Categorías
Programación

Parser in PHP using regular expressions

You can use regular expressions in PHP with the function preg_match ( string $pattern , string $subject [, array &$matches [, int $flags = 0 [, int $offset = 0 ]]] ) . Only the first two paremeters are mandatory and they are the regex and the string where you want to search respectively.

In case of finding a result, preg_match() returns an array where the item at index 0 is the whole match. From 1 onwards they are placed the different groups of your regular expressions (in case there is any). If no match is found, preg_match() returns null.

One of the details that must be taken into account when using regular expressions on PHP is that they must be enclosed by forward slashes (/), e.g. $multiline_meaning_re = ‘/^([A-za-z ,»().\’;:]+)/’; . This regular expression matches any string with any set of letters, spaces, commas, double and single quotes, parenthesis points, colon and/or semicolon.

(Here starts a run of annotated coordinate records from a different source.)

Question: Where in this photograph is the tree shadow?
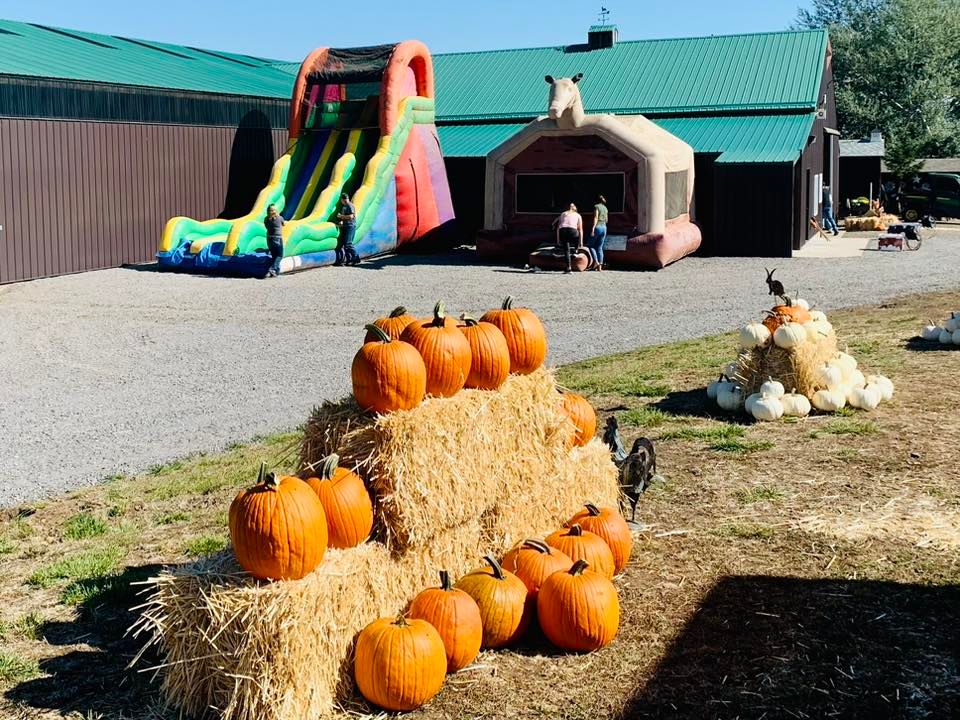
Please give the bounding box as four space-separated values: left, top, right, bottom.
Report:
6 565 162 717
617 576 960 720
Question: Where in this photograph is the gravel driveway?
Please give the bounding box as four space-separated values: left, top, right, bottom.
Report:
0 228 960 505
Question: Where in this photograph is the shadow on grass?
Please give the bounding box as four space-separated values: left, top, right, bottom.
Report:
618 576 960 720
6 565 161 717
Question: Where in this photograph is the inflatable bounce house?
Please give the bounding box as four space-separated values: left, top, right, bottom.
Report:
157 41 453 276
477 75 701 270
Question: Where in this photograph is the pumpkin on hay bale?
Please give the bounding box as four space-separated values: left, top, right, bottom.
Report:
136 369 619 720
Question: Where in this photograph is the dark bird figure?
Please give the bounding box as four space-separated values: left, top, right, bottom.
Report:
620 438 657 525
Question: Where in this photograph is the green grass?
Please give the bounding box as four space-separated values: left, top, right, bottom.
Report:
63 512 107 540
27 546 126 588
734 485 783 505
0 649 40 685
183 535 227 557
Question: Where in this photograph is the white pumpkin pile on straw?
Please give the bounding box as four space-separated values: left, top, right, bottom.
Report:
920 312 960 345
707 299 892 421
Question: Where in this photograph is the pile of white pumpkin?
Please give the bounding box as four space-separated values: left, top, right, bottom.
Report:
920 312 960 345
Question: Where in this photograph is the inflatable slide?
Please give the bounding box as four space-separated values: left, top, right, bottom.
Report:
157 41 453 276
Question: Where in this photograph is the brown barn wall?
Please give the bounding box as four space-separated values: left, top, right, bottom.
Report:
0 118 287 283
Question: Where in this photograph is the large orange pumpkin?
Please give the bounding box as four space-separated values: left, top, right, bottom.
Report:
502 539 573 602
456 555 530 648
363 305 416 342
353 617 447 711
537 560 620 652
407 570 483 672
561 392 597 447
350 325 427 413
307 455 373 548
457 315 510 390
480 297 547 375
400 302 472 397
566 503 633 573
547 524 615 579
229 463 327 580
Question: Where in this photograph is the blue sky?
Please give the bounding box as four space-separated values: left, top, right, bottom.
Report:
0 0 808 60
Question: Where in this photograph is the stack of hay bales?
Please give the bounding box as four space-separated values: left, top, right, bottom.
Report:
133 370 619 720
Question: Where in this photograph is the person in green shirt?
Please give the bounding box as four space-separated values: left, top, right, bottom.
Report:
587 195 610 270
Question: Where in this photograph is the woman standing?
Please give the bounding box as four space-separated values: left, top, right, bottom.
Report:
587 195 610 270
557 203 583 273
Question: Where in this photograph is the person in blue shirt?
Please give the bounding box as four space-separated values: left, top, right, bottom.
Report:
334 193 360 265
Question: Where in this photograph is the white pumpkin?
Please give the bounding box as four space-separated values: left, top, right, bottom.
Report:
740 320 770 350
760 378 787 397
812 390 847 412
717 385 743 412
780 392 810 417
773 323 807 349
847 385 881 410
920 325 943 341
750 394 783 422
817 364 843 390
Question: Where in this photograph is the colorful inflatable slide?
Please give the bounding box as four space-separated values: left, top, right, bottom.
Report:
157 41 453 276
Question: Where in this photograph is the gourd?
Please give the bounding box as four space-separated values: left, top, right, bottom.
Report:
773 322 807 349
306 454 373 548
480 296 547 375
811 389 847 412
537 560 620 652
455 555 530 648
353 616 447 711
363 305 416 342
228 463 327 580
457 315 510 390
564 503 633 575
350 325 427 413
547 523 616 578
740 320 770 350
407 570 483 672
400 301 473 397
750 394 783 422
780 391 810 417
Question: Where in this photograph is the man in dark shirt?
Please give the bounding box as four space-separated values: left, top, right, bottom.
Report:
263 205 283 277
334 193 360 265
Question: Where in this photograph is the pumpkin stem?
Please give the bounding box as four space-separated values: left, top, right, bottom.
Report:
320 453 340 480
483 555 507 580
440 570 453 592
363 323 391 342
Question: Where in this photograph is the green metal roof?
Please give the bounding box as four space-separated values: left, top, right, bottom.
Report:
438 113 814 163
433 30 827 121
0 20 299 99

As a complete example, the following snippet opens a file, parses it to look for English idioms and uploads all of them a MySQL database.

<?php
$servername = "";
$database = "";
$username = "";
$password = "";
$conn = mysqli_connect($servername, $username, $password, $database);

// Check connection
if (!$conn) {
    die("Connection failed: " . mysqli_connect_error());
}

    class Idiom {
        var $idiom = "";
        var $meaning = "";
        var $example = [];
        function print(){
            echo($this->idiom . "<br>" . $this->meaning . "<ul>");
            print_r($this->example);
            if(count($this->example) == 0 )
              echo("ERROR!!!!. There should be at least one example");
            foreach ($this->example as $value) {
                echo("<li>" . $value . "</li>");
            }
            echo("</ul>");
        }
        function upload($conn){
          echo("Uploading...");
          $example = "<ul class='list-group'>";
          foreach ($this->example as $value) {
            if($value !== '')
              $example = $example . "<li class='list-group-item'>" . $value . '</li>';
          }
          $example = $example . "</ul>";

          $idiom = mysqli_real_escape_string($conn, $this->idiom);
          $meaning = mysqli_real_escape_string($conn, $this->meaning);
          $example = mysqli_real_escape_string($conn, $example);

          $query = 'INSERT INTO idioms (`idiom`, `meaning`, `example`) VALUES ("'. $idiom . '","'. $meaning . '","'. $example . '")';
          mysqli_query($conn, $query);
        }
    }

    $file = fopen("idioms.txt", "r") or die("Unable to open file!");
    $idiom_meaning_re     = '/^([A-za-z,. -\/()\']+):([A-za-z ,"().\';:\n]+)/';
    $multiline_meaning_re = '/^([A-za-z ,"().\';:]+)/';
    $example_re           = '/^\|--([A-Za-z0-9 \',?.-;$\n"]+[^:])/';
    $new_idiom = 0;
    $new_example = 0;
    $idiom = null;
    $example = "";
    // Output one line until end-of-file
    while(!feof($file)) {
      $line = fgets($file);
      //echo($line . "<br>");
      preg_match($idiom_meaning_re, $line, $matches);

      if($matches != null){
        if($new_example === 1){
          array_push($idiom->example, $example);
          $new_example = 0;
        }
        if($idiom != null){
          $idiom->print();
          $idiom->upload($conn);
        }
        $idiom = new Idiom;
        $idiom->example = [];
        $example = "";
        $new_idiom = 1;
        $idiom->idiom = trim($matches[1]);
        $idiom->meaning = trim($matches[2]);
      }else{
        preg_match($example_re, $line, $matches);
        if($matches != null){
           if($example !== "")
              array_push($idiom->example, $example);
           $new_idiom = 0;
           $new_example = 1;
           $example = trim($matches[1]);
        }else{
          preg_match($multiline_meaning_re, $line, $matches);
          //var_dump($matches);
          if($matches != null && $new_idiom){
            $idiom->meaning = $idiom->meaning . ' ' . trim($matches[1]);
            //echo($idiom->meaning);
          } elseif ($matches != null && $new_example) {
            $example = $example . ' ' . trim($matches[1]);
          } else {
            $new_idiom   = 0;
            $new_example = 0;
          }
        }
      }
    }
    echo("Closing file");
    fclose($file);

    mysqli_close($conn);

?>

You can find further information about the preg_match() in the PHP official documentation.